New York State Internet Nexus Tax: A New Understanding
Based on a tip from a dear friend, I revisited this memo from the New York State Department of Taxation and Finance.
In re-reading this, I think some important distinctions need to be made. The memo linked to above provides 2 very specific examples of what it means by affiliate, and 99% of the affiliates I know fall into what I would consider the “tax free” group.
Here’ an example, from the document, of an affiliate that would qualify as a nexus:
XYZ Company (XYZ) is an Internet-based retailer of sporting goods specializing in
downhill skiing equipment. XYZ is located in Vermont, where it has its administrative offices
and its warehouse, which holds its inventory for sale. XYZ makes sales of its merchandise
throughout the United States and has customers in New York State. The merchandise sold byXYZ is delivered by the U.S. Postal Service or by common carrier.

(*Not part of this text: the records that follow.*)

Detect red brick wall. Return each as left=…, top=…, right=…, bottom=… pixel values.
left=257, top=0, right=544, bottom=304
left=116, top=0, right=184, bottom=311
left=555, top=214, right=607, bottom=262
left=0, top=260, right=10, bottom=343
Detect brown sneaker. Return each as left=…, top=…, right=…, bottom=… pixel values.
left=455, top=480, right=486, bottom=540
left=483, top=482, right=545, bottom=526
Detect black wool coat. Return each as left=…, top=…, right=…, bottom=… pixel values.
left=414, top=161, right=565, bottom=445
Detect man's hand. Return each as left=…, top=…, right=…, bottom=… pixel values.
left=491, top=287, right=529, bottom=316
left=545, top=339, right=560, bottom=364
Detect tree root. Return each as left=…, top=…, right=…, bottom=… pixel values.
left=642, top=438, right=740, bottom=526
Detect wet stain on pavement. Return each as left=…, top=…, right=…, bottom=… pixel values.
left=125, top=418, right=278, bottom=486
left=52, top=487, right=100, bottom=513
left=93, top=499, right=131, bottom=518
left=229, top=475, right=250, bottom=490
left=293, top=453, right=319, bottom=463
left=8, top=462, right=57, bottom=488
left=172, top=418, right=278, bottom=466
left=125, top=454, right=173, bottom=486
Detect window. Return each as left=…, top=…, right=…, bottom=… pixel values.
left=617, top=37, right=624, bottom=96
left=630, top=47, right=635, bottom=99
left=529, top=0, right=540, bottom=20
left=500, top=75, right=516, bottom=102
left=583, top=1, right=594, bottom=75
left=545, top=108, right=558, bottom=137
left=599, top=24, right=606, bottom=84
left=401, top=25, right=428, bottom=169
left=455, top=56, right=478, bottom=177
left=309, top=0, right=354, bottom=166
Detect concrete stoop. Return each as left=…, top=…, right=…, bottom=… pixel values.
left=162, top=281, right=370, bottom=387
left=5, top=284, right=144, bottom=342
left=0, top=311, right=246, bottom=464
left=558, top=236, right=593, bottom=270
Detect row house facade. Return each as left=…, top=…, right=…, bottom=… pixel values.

As part of its marketing plan, XYZ has entered into agreements with several ski clubs
located in New York State whereby the ski clubs will maintain links to XYZ’s retail Web site on
the clubs’ own Web sites. XYZ will pay a commission to the ski clubs based on the sales that
XYZ makes that originate from these links.From March 1, 2007, to February 29, 2008 (i.e., the preceding four quarterly sales tax
periods), XYZ has gross receipts from sales of its merchandise based on these agreements with
the New York State ski clubs totaling $78,390.Based on the foregoing, XYZ is presumed to be making taxable sales in New York State
by soliciting business in New York State through the use of independent contractors or other
representatives and required to be registered as a sales tax vendor, collect New York State and
local sales taxes, and file the required sales tax returns.
The important thing to note here is the PHYSICAL PRESENCE of a ski club in New York. This affiliate is not entirely a “virtual affiliate”, such as most of us are. By having a physical location here, it’s presumed that these ski clubs are in fact specifically targeting New Yorker’s with their advertising efforts, based on an organizational sphere of influence.
Further, the memo appears to touch on “virtual affiliates”:
Example 6:
This example also assumes the same facts as in Example 2 on page 3 of this
memorandum. However, none of the ski clubs refer potential customers to XYZ through the use
of flyers, newsletters, telephone calls or e-mails to club members or any other means of
solicitation in the state targeted at potential New York State customers on behalf of XYZ.Therefore, XYZ may successfully rebut the presumption that it is making taxable sales in New
York State through New York State resident representatives and XYZ is not required to register
for sales tax purposes.
In this case, since only a website is used to promote the traffic, the ski club does NOT fall under the definition of Nexus. The interesting question is the use of the term e-mail, but I’m presuming that to mean essentially e-mails specifically, and not incidentally, sent to New Yorker’s.
So what is the deepest underlying factor in determining which affiliates fall into my first example or my second example? It would seem to be this:
An affiliate deemed to have a specific sphere of influence within New York, based on marketing tactics or physical location, that intentionally, not incidentally, provides a referral service based in large part on that sphere of influence.
Does that make things crystal clear? Of course not. At the same time, I think it shows that Overstock may have jumped the gun in removing New York based web affiliates. However, per the above, I think they were dead on in breaking their partnership with the Entertainment book.